OPINION OF THE COURT
Yesawich, Jr., J.The facts are undisputed. Plaintiffs, the Knapton family, are recipients of public assistance under this State’s Aid to Families with Dependent Children program (ADC), a program which receives Federal financing. In February 1982, plaintiff Brenda Knapton received a $3,570.11 check from a testamentary trust payable to her on attaining age 18. Within two days, she cashed the check and spent the entire proceeds on various household and personal items for herself, her husband Kevin Knapton (who has since left her and abandoned the litigation), and her son James Knapton. A short time later, she reported to the St. Lawrence County Department of Social Services (DSS) the receipt and expenditure of the trust proceeds and, on February 26, 1982, DSS notified plaintiffs that their monthly ADC payments would be terminated in March 1982 pursuant to 18 NYCRR 352.29 (h). That regulation provides, in part: "(1) For public assistance households, when the assistance unit’s monthly income after application of applicable disregards exceeds the household’s needs because of receipt of nonrecurring lump sum earned or unearned income, the family will be ineligible for aid for a calculated period” (18 NYCRR 352.29 [h]).

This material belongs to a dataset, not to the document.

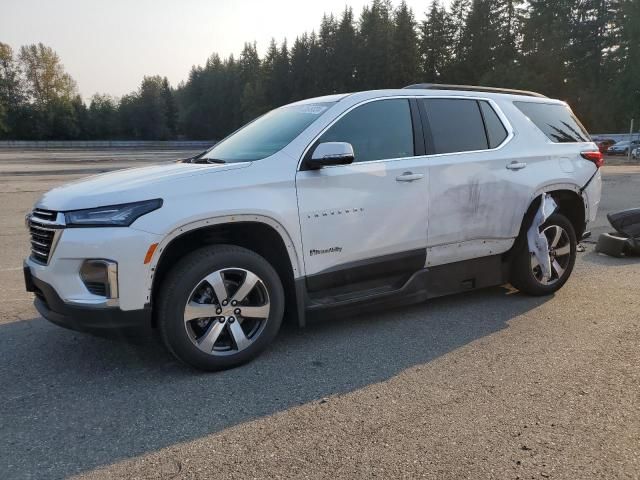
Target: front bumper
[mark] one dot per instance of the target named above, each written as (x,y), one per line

Following a fair hearing, defendant State Commissioner of Social Services sustained DSS’ decision to discontinue plaintiff’s benefits for 8V2 months, a period calculated in accordance with the regulation by dividing the lump sum received by the ADC monthly payment amount. Plaintiffs thereafter commenced this action for declaratory and injunctive relief and moved therein for summary judgment. Special Term rejected their argument that 18 NYCRR 352.29 (h) violates NY Constitution, article XVII, § 1, as well as the due process and equal protection clauses, upheld the regulation, and granted defendants summary judgment dismissing the complaint. In light of Sutter v Perales (64 NY2d 1095), which held the regulation constitutional as applied to an adult, plaintiffs by their brief have limited this appeal to the claims of the Knapton child.
The contention that 18 NYCRR 352.29 (h) infringed upon *542NY Constitution, article XVII, § 1 rests essentially on Matter of Gunn v Blum (48 NY2d 58). It was there held that " 'Children’s ADC grants cannot be reduced absent a showing of lack of need, notwithstanding the parents’ willful actions which render the parents ineligible for such benefits’ ” (supra, at p 64, quoting Matter of Foster v Blum, 71 AD2d 758, 759; see also, Matter of Paskoff v Toia, 56 AD2d 631). The Court of Appeals in arriving at its decision noted that no statutory or regulatory provision authorized the agency’s action (Matter of Gunn v Blum, supra, p 64).
In contradistinction, the policy consideration underlying 18 NYCRR 352.29 (h) has since been changed in that the United States Congress has declared in 42 USC § 602 (a) (17) (A) that the "family” of a person who receives a lump-sum payment shall be ineligible for aid. A stronger direction to terminate a family grant is difficult to imagine. And since, according to defendants, noncompliance with the Federal Government’s lump-sum policy would jeopardize Federal assistance for New York in the financing of the ADC program, an assertion plaintiffs do not refute, a regulation conforming the State’s program to the revised Federal policy was required (see, 42 USC § 602 [a] [17]; Sutter v Perales, 103 AD2d 1029, affd 64 NY2d 1095, supra). Inasmuch as "[t]he State’s statutes and regulations may not be construed inconsistently with the Federal statute which controls the disbursement of these funds (Townsend v. Swank, 404 U. S. 282, 286)” (Matter of Boines v Lavine, 44 AD2d 765, 766, lv denied 34 NY2d 519, cert denied 419 US 1040), Special Term’s determination upholding the constitutionality of this validly enacted regulation cannot be faulted.
Parenthetically, plaintiffs’ due process and equal protection arguments are unpersuasive. Their due process argument resembles their equal protection challenge and that reasoning was considered and rejected in Matter of Calkins v Perales (107 AD2d 849, 850).
Main, J. P., Mikoll, Levine and Harvey, JJ., concur.
Order and judgment affirmed, without costs.